At once the camera takes up the combustion of newsroom bustle, it opens on the choleric editor (Robert Edeson) slamming down the phone receiver and then dollies back to reveal a smoke-filled hangar of gesticulating snoops. The cub reporter (Douglas Fairbanks Jr.) is stuck doing obits and weather reports, he might be Thoreau's journalistic philosopher (to whom "all news is gossip") offering prose and getting only red ink from the boss. "I'll say this much about your stuff... It's rotten!" Elections and murders are the stuff of headlines, brought together in the scoop the protagonist literally bumps into: A political conspiracy involving one candidate (Edwards Davis) with a daughter packed with incriminating snapshots (Jobyna Ralston) and another (Philo McCullough) with a fur-swathed moll (Mildred Harris) stashed away "like the prisoner of Zenda." Frank Capra's tabloid comedy can stand alongside the "mythical kingdom" of Hecht-MacArthur with its own rhythm.
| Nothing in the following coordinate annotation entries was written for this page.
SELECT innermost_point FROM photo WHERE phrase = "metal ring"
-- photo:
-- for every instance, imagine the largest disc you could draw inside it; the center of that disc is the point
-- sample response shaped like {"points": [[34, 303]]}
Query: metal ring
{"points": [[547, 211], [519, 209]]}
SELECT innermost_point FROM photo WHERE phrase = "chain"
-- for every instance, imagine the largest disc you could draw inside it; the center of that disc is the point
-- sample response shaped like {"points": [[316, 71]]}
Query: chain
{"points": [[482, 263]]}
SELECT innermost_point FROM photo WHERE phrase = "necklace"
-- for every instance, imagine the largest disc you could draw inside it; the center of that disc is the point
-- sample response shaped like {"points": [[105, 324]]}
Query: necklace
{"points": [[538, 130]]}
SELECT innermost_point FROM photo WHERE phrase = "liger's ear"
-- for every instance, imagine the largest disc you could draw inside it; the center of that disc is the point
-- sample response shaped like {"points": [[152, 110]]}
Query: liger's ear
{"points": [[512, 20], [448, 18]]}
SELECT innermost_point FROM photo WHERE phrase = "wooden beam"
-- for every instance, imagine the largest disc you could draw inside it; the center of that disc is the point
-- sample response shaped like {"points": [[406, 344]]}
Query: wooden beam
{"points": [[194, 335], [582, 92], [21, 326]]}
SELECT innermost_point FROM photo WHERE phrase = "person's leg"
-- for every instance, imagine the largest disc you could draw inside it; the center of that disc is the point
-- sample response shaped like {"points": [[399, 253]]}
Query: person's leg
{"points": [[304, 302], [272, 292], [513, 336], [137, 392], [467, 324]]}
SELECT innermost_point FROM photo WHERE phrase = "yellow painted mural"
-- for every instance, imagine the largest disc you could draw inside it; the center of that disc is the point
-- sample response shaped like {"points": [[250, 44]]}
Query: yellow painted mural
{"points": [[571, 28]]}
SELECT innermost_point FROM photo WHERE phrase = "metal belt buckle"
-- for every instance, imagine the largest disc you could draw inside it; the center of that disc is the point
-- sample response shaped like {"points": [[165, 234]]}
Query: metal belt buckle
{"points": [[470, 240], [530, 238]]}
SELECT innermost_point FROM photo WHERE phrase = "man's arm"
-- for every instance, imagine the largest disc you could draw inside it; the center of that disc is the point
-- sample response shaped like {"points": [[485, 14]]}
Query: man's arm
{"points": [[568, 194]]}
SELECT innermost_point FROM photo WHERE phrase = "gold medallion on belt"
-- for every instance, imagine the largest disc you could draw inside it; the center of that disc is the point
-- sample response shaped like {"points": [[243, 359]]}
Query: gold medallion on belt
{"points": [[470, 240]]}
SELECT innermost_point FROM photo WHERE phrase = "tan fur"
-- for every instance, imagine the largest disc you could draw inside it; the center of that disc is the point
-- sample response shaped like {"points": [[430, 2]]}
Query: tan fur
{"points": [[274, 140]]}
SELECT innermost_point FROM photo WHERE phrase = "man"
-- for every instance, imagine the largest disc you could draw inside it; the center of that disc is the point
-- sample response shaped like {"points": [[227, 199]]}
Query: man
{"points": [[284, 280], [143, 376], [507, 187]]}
Staccato gags breeze by as if timed to the iambic pentameter of clanking typewriters, plus there's a ferocious car chase on the edge of a precipice and, when he feels like it, Capra slows things down to give a micro-documentary on all the labor that goes into a "stop the presses!" cry. A prescient, whirlwind sketch in which the media swings voters this way and that like a pendulum and even assassins smile for the front-page picture. "I love reporters!" Mr. Smith Goes to Washington and Meet John Doe certainly pick up the thread, so does De Palma's Blow Out down the road. With Wheeler Oakman, Dell Henderson, and Spottiswoode Aitken. In black and white.